This is definitely a phobia because I know that people go to exotic places all the time and come back to tell of the great times they had there. Just last night, at my writer’s meeting, a friend talked about her trip to Sri Lanka, and I was thinking the whole time, Sri Lanka? No way, Jose! Another guest at our meeting was back in the United States on vacation, away from where she currently lives and teaches in Budapest. Even that sounds too exotic to me. I have visions of old movies with seedy looking caravans of people who would just as soon cut my throat as look at me. Yet, she spoke of eating at McDonalds and TGI Fridays there. A phobia is a fear of something that cannot hurt you, yet you fear it anyway. Yes, this is a real phobia I have.

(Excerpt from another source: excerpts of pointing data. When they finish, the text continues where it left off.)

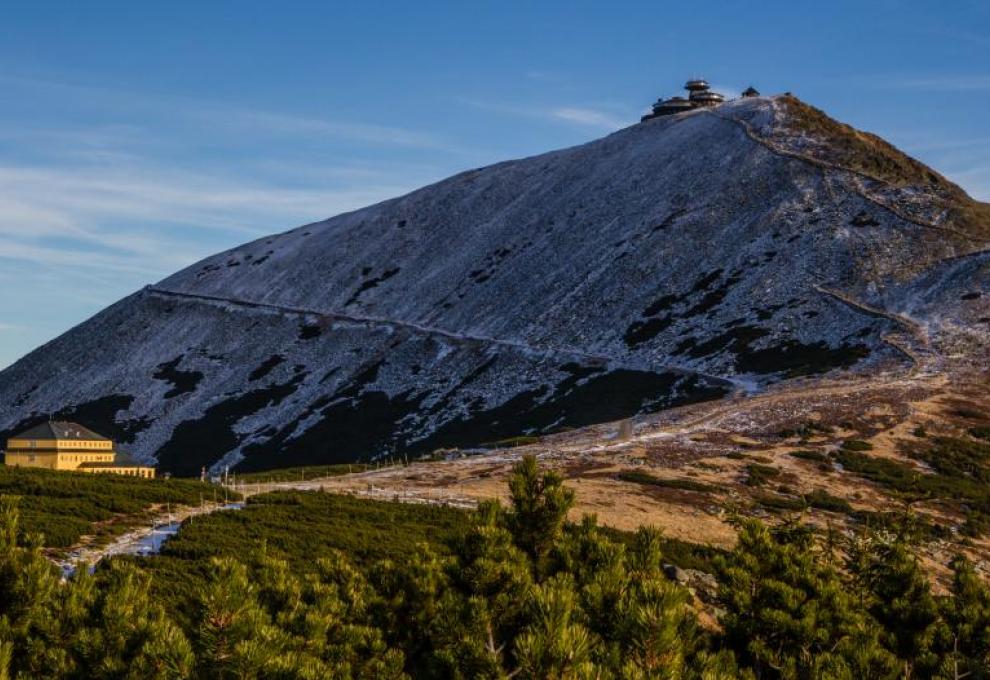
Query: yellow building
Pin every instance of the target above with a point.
(69, 446)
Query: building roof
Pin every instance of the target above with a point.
(59, 429)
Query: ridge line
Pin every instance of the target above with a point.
(826, 165)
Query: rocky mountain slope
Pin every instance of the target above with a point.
(677, 260)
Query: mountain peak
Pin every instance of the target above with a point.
(693, 255)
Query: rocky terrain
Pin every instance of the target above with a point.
(708, 255)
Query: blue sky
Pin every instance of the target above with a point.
(138, 137)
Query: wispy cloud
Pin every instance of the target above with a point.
(236, 118)
(590, 117)
(572, 115)
(941, 83)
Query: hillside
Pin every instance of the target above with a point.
(683, 259)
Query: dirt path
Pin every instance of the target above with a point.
(128, 543)
(453, 336)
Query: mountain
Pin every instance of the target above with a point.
(684, 258)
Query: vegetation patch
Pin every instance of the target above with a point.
(814, 456)
(856, 445)
(63, 506)
(758, 474)
(682, 484)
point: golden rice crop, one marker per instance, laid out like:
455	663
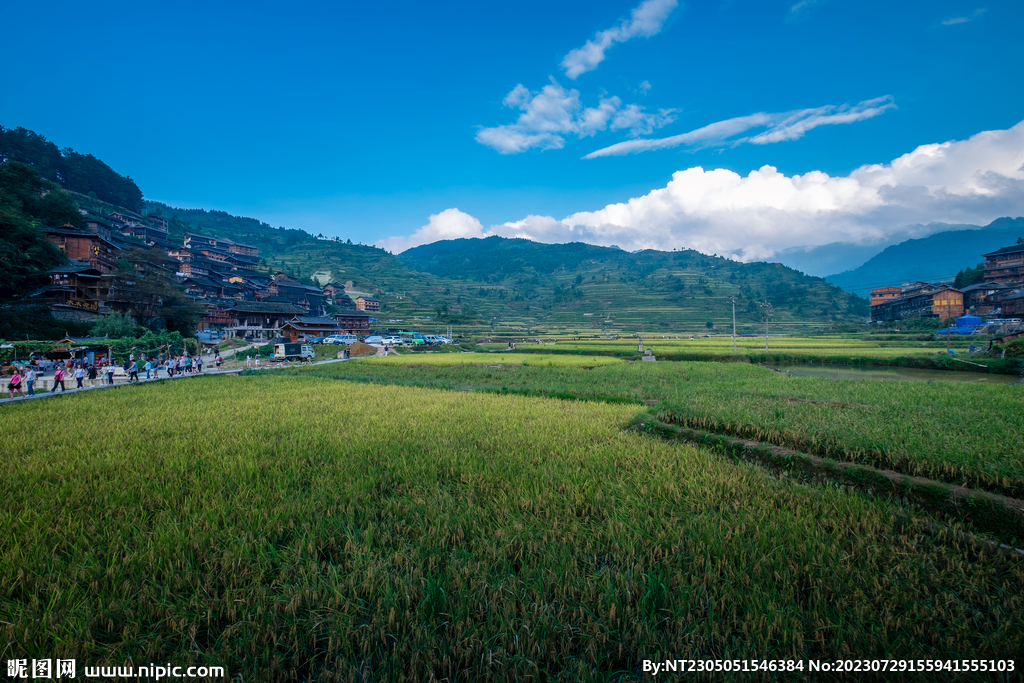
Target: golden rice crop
958	433
300	528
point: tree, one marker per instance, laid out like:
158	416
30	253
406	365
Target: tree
26	255
969	276
116	326
145	284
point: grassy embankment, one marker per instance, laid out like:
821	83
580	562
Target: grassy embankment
784	350
961	434
402	534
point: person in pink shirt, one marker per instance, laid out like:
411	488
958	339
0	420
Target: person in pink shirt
15	383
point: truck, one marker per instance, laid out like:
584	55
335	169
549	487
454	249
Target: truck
303	352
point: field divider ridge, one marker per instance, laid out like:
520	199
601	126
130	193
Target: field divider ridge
990	513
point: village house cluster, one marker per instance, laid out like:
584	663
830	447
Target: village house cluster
219	274
1000	294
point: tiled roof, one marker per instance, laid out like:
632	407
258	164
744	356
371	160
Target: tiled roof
265	307
1007	250
315	319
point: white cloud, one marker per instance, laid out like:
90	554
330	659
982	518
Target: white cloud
964	19
758	215
554	112
779	127
755	216
645	20
449	224
801	8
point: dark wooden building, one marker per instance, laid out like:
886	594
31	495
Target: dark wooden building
1005	265
353	322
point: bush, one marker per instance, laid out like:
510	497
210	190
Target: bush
116	326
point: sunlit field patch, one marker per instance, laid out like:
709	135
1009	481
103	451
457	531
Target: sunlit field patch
302	528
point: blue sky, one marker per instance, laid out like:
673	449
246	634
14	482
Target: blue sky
364	120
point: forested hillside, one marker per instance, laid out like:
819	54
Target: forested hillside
493	285
938	256
566	284
71	170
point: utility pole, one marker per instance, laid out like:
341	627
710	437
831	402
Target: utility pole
732	300
766	314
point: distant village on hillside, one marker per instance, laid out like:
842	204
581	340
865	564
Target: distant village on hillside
219	274
241	300
999	295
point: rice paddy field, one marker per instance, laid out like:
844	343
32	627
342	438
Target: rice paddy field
828	348
957	433
320	524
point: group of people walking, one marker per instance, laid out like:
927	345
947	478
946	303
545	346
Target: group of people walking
62	372
24	380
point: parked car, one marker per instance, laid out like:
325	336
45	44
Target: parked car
293	352
345	340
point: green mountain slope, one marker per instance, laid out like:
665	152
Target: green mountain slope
583	286
936	257
71	170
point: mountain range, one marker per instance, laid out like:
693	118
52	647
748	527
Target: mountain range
517	285
936	257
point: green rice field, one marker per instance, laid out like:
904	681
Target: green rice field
288	525
958	433
825	347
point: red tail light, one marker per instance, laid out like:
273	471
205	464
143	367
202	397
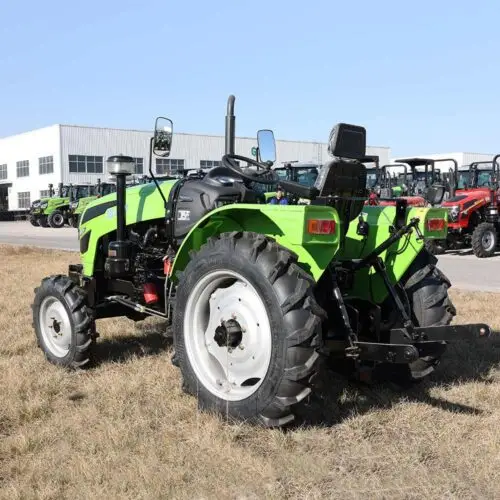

Another phobia I have is of frogs. I know that most frogs can’t hurt me, although I have seen a picture of some huge, monstrous frog with a human hand hanging out of his mouth that really pictures what I feel about frogs in general. But what I most fear about frogs is that they jump and scare me. If I see a frog that is a good enough distance from me that I can move around it and keep my eye on its whereabouts at all times, I’m only mildly panicked. But let a frog jump, and I’m going to scream and scare everyone else half to death. The other night, I came home from teaching a night class, and there was a little frog sitting on my porch steps, catching bugs as they made their way to my porch light. He was very small. He could not hurt me. I was fine standing in the driveway watching him eat the bugs. But I wanted to go inside, and I could not bring myself to walk up the steps. I knew that if I got that close to him, I would startle him, and he would jump. I would have probably had a heart attack or at least have fallen on the steps and broken something. I had to use my cell phone to call my husband to come outside and make the frog go away, so I could come inside. Foolish, yes. But I had to get inside and I saw no other way.
Fear is a helpful emotion. God gave it to us to protect us. Phobias can be harmful to us if we let them stand in the way of our normal, healthy lives. I guess I’m just glad I don’t have a job as a journalist that might require me to travel to exotic places. As for frogs, I take them one at a time as they come into my life.